Sonuçta, istenmeyen köpek, ayrımcılığı hazmedemeyen Mina ve evi onlara kiralayan ırkçı Taylor ile huzurlu bir tatil yapma ihtimalleri bize pek güçlü gelmiyor. Hatta oraya neden geldiklerini bile sorguluyoruz. Ama onların eğlenmeye ve iyi vakit geçirmeye kararlı olduklarını görüyoruz. Aslında sorun tam da buradan çıkıyor. Apaçık birçok meseleyi göz ardı ederek mutlu olmaya çalışmalarından…
Yönetmen Dave Franco’nun ilk uzun filminde seçtiği kamera açıları, evin ve karakterlerin uzaktan yapılan çekimleri, ilk yarıda tekinsizliği hissettiriyor.

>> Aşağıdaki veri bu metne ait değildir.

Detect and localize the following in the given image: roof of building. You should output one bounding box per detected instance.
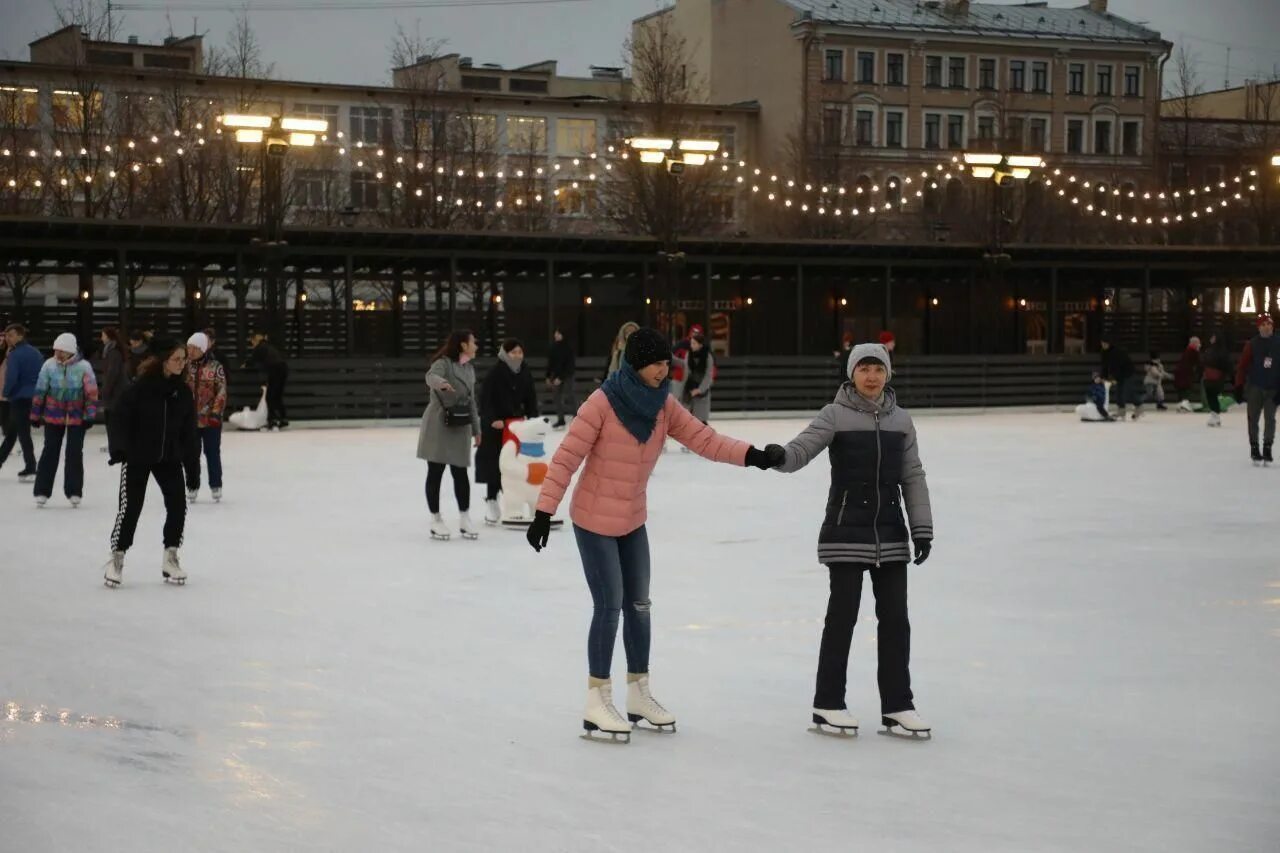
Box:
[784,0,1165,45]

Geçirdikleri güzel anların gelip geçici olduğunu seziyoruz. Ayrıca alt kattaki kilitli oda ve Taylor’un getirip terasa kurduğu teleskop üzerine yapılan konuşmalar, zihnimizde çeşitli kuşkuların doğmasına neden oluyor.

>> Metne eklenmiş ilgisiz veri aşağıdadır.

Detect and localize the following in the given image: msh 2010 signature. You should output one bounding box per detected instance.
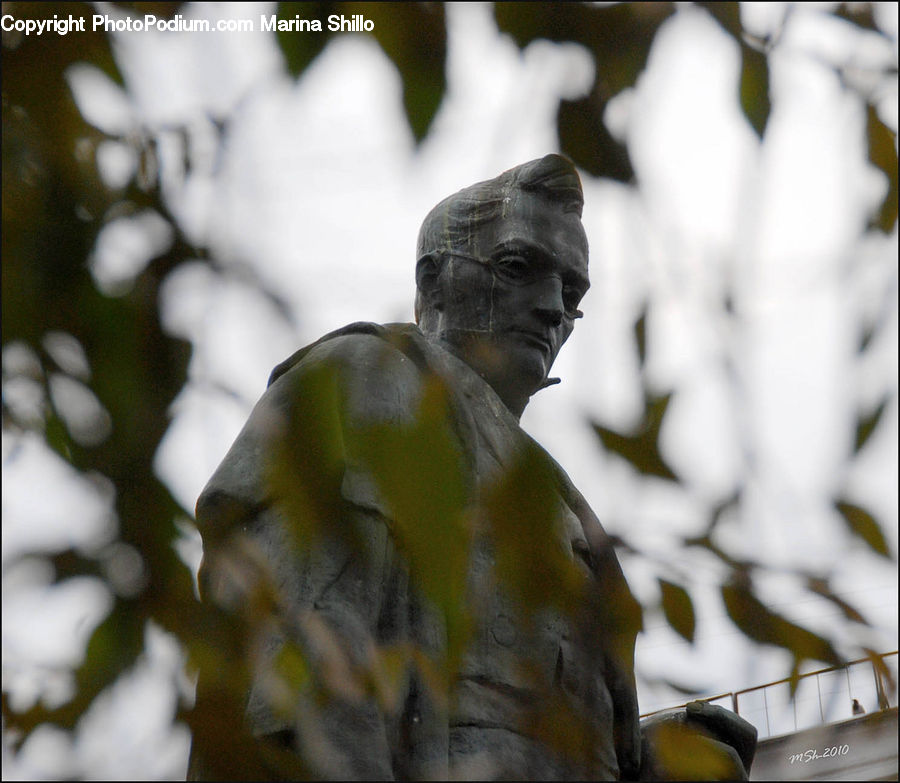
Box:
[789,744,850,764]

‘Issız Ev’, bazı açılardan tam da tahmin ettiğimiz gibi gelişiyor ama finalde önyargılarımızla yüzleşiyor ve bakış açımızın bazen ne kadar sınırlı ve yanıltıcı olabildiğini fark ediyoruz. Aynı durum filmdeki dört karakter için de geçerli. Hikâyenin ve filmin en sevdiğim yanı bu oldu…

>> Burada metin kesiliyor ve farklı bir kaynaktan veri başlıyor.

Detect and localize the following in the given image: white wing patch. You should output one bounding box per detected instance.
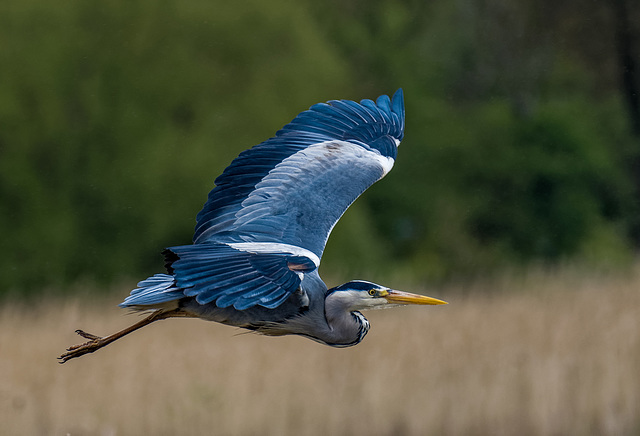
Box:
[226,242,321,268]
[373,151,395,176]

Ayrıca tüm sorunların kökeninde sadece önyargılar ve bakış açısı yok. Üstü örtülmeye çalışılan ‘günahlar’ ve yalanlar da var. Her şey bittikten sonra olup bitenler üstüne düşündüğümüzde, ‘kontrol edilemeyen öfke’nin de felaketi resmen davet ettiğini görüyoruz. Özellikle Mina’nın, sadece önyargılarına değil öfkesine de yenilerek olayları tırmandırdığı kesin. Tam da bu nedenle, filmin sosyal uyum adına azınlıkların biraz daha ılımlı olması yönünde, çok sevmediğim bir alt metni olduğu dahi söylenebilir. Öte yandan, olayların kötüye gidişinde Charlie ve Josh’un da azımsanamayacak payları var. Sorumluluk payı en az olan kişi Michelle gibi görünüyor. Ama onun da yıllar önce yaptığı hatalar var. Senaryonun kuruluşunda sevmediğim başka bir nokta, ikili ilişkilerdeki karşılıklı güven duygusunun doğurduğu olumsuz sonuçlar… Filmdeki bazı karakterler daha kıskanç, güvensiz ve sahiplenici olsalar belki hiçbir sorun çıkmayacak. Hatta sırf bu yüzden, tutucu alt metinlere sahip bir korku gerilim olduğu sonucuna varılabilir.
Ne var ki, bazı fikirleri ve yönetmenliğiyle sevdiğim birçok yanı olduğunu ve baştan sona ilgiyle izlediğimi söyleyebilirim. Ayrıca final üzerinden baktığımda, Dave Franco’nun önümüzdeki yıllarda rahatlıkla seriye dönüşebilecek bir fikir yakaladığını düşünüyorum. Pandemi döneminde gösterime giren 2020 yapımı ‘Issız Ev’, sinema salonlarında o günlerin koşullarına göre başarılı olmasının yanı sıra dijital gösterimlerinde de en çok izlenen filmlerden bir olmayı başarmıştı.
Sonuçta, gerilim meraklılarına tavsiye ederim. İyi çekilmiş sürükleyici bir gerilim.